Data Engineering 101

How to Create First Data Engineering Project? An Incremental Project Roadmap

Build Data Engineering projects in this incremental approach for guaranteed success

Saikat Dutta

Published in

Data Engineer Things

15 min readAug 20, 2023

A detailed breakdown of a Data Engineering Project. (Image by the author)

On Apr 16, 2022, I wrote a detailed Roadmap of how to learn Data Engineering as a beginner. The roadmap was a great hit. However, it had a significant gap.

People often fail to remain consistent while learning so many different technologies. They fail to piece it together. The roadmap should have addressed the challenge of this dwindling attention span. We will try to explore how an Incremental Project Roadmap can address this gap.

The Data Engineering Roadmap listed plenty of topics to cover, which are still relevant. It also had a great tracker to plan the topics and track progress.

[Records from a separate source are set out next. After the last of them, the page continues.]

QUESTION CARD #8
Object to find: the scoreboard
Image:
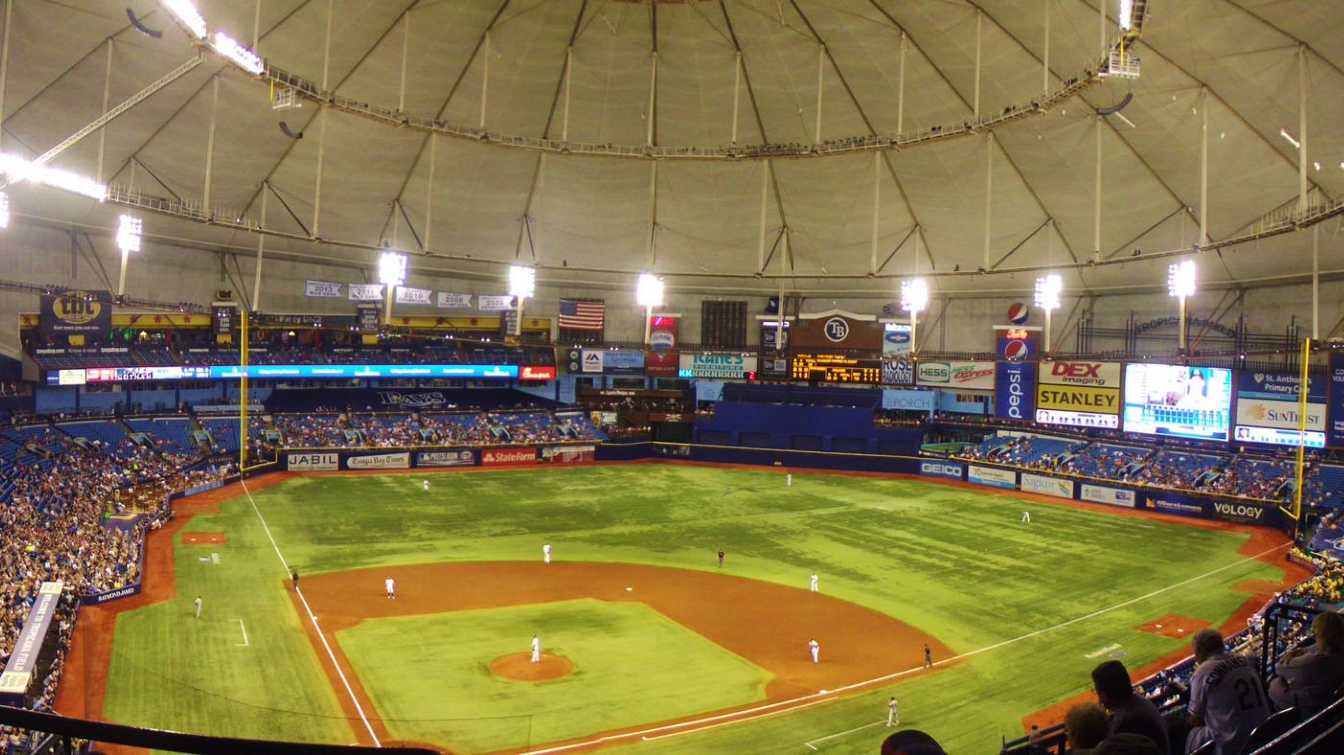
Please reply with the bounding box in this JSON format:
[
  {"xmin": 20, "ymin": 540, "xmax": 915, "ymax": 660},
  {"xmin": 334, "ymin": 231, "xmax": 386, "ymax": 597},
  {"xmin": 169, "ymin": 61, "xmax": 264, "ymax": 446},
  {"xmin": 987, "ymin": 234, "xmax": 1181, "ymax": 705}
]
[{"xmin": 792, "ymin": 353, "xmax": 882, "ymax": 384}]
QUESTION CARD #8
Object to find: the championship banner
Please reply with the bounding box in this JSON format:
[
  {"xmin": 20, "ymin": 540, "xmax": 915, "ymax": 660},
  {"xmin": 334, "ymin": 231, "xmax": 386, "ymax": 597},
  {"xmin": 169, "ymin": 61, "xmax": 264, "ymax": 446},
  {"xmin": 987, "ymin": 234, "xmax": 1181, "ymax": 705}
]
[
  {"xmin": 304, "ymin": 281, "xmax": 341, "ymax": 298},
  {"xmin": 995, "ymin": 361, "xmax": 1036, "ymax": 422},
  {"xmin": 915, "ymin": 361, "xmax": 995, "ymax": 391},
  {"xmin": 434, "ymin": 292, "xmax": 472, "ymax": 309},
  {"xmin": 349, "ymin": 283, "xmax": 383, "ymax": 301},
  {"xmin": 1036, "ymin": 361, "xmax": 1121, "ymax": 430},
  {"xmin": 396, "ymin": 286, "xmax": 434, "ymax": 304},
  {"xmin": 1232, "ymin": 371, "xmax": 1329, "ymax": 449},
  {"xmin": 38, "ymin": 292, "xmax": 112, "ymax": 339},
  {"xmin": 644, "ymin": 314, "xmax": 681, "ymax": 378},
  {"xmin": 1329, "ymin": 351, "xmax": 1344, "ymax": 447},
  {"xmin": 476, "ymin": 294, "xmax": 513, "ymax": 312}
]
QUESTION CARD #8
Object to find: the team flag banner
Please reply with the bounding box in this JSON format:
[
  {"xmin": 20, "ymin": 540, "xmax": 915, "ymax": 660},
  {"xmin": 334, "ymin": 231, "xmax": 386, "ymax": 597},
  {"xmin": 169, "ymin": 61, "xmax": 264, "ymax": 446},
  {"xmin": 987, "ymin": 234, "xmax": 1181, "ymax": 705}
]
[
  {"xmin": 396, "ymin": 286, "xmax": 434, "ymax": 304},
  {"xmin": 434, "ymin": 292, "xmax": 472, "ymax": 309},
  {"xmin": 304, "ymin": 281, "xmax": 341, "ymax": 298},
  {"xmin": 349, "ymin": 283, "xmax": 383, "ymax": 301}
]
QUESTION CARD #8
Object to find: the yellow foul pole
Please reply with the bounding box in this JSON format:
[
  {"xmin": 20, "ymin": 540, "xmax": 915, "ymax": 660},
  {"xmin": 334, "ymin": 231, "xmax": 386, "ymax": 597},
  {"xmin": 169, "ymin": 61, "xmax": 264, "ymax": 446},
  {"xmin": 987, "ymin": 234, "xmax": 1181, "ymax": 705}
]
[
  {"xmin": 1293, "ymin": 339, "xmax": 1312, "ymax": 524},
  {"xmin": 238, "ymin": 312, "xmax": 250, "ymax": 472}
]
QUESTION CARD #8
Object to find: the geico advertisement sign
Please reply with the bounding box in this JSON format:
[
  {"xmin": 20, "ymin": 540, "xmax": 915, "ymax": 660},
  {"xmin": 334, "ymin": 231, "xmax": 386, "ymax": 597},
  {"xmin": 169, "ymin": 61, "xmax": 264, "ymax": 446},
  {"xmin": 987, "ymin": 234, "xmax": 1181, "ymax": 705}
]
[
  {"xmin": 1040, "ymin": 361, "xmax": 1120, "ymax": 388},
  {"xmin": 1036, "ymin": 386, "xmax": 1120, "ymax": 414},
  {"xmin": 345, "ymin": 453, "xmax": 411, "ymax": 469},
  {"xmin": 481, "ymin": 449, "xmax": 536, "ymax": 463},
  {"xmin": 286, "ymin": 454, "xmax": 340, "ymax": 472}
]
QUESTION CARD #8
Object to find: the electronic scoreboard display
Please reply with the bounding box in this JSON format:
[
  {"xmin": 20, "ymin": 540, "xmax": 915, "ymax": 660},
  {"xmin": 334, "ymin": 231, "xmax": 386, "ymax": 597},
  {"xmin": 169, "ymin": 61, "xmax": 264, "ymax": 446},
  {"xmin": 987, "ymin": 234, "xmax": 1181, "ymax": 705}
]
[{"xmin": 790, "ymin": 353, "xmax": 882, "ymax": 384}]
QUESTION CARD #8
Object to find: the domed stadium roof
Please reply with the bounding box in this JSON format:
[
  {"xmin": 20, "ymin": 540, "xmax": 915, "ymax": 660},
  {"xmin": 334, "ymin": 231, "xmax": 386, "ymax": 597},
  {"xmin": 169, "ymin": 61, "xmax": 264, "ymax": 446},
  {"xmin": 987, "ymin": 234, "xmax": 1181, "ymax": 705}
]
[{"xmin": 3, "ymin": 0, "xmax": 1344, "ymax": 296}]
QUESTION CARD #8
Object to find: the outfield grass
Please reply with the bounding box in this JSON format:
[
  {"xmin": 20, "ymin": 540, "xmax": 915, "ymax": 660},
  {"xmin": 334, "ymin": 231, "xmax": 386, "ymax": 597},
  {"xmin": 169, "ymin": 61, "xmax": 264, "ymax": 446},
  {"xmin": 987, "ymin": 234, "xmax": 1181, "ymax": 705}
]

But it lacked some elements of structure around what to learn first and what to implement as a real-world project.

Also, the plan was great for beginners, but what about people who have some experience in the field and are willing to implement hands-on?

While making the move from an ETL Developer to Data Engineer I faced a similar challenge. Now in 2023, when I look back, I feel I would have done much better with a different approach.

Long post alert: This is going to be a pretty long read but be assured it will save a lot of time while learning. So sit back, grab a cup of coffee, and read on….

Start with the project
Incremental Project Method
— Define the Business Problem
— Define Data Requirements
— Incremental Project Design
— — Sprint1: Building a Simple Data Ingestion Pipeline
— — Sprint 2: Adding Idempotency to the Pipeline
— — Sprint 3: Adding Unit Testing
— — Sprint 4: Creating multiple pipelines on the same principles
— — Sprint 5: Orchestration and Workflow Management
— — Sprint 6: Automation of Data Pipeline
— — Sprint 7: Data Quality and Validation
— — Sprint 8: Continuous Integration and Continuous Deployment
— — Sprint 9: Infrastructure as Code (IaC)
— — Sprint 10: Scalability and Optimization
Conclusion

Start with the project

So, in the real world, will you be given months to learn everything you need to solve a problem? You will almost always be given a set of tasks or problem statements. Then you will analyze what is needed for the same. Right?

Go Figure, will possibly be the real mantra in an actual project. But we all have a learning problem.

We are trapped in a tutorial hell loop.

How often have you felt underconfident, even after completing a course? You feel great when you follow a tutorial, but the moment you are given a set of tasks, you procrastinate, why? Because you hit the Valley of Despair and are lost in tutorial hell.

Let me introduce Incremental Project Method, and how it can solve the dwindling motivation problem.

Incremental Project Method

The incremental Project Method reverses the idea of doing a project once you have learned everything. Rather we start with a project, break the project down into smaller manageable tasks, and learn the concepts and technologies needed to solve that specific task and achieve the goals.

So, why is it called incremental then?

Well once, the basic goals are met you introduce new complexities and functionalities. You can relate this to actually building an MVP first to validate the idea. Once the idea is validated you add functionalities and scale.

So, what are the benefits of this model?

You replicate an actual work environment
You learn problem-solving right from the start
The instant gratification of completing a project helps.
Incremental complexity ensures you have a new challenge.
Helps you beat the plateau of learning, and move towards mastery.

Ok, That’s great but can you explain with a real example?

Sure, let’s try to create a very basic Data Engineering project, and then let’s review how new complexities can be added. But first, let me break a myth once and for all:

Twitter or Uber data Analysis is not a real data Engineering project.

Don’t get me wrong here, these are great topics to start learning the end-to-end pipeline for a Data Engineering project. Darshil Parmar has some great beginners Data Engineering projects on the same topics. But that’s almost it.

That can be a great first step in an Incremental Project Plan, but can’t be advertised in a resume as an actual production-grade personal project.

If you are someone with a couple of years of experience, this becomes even more evident. Any interviewer can tell you don’t have actual project experience. You can still crack a lot of interviews but if you add a little bit more complexity, you can take your personal projects to the next level.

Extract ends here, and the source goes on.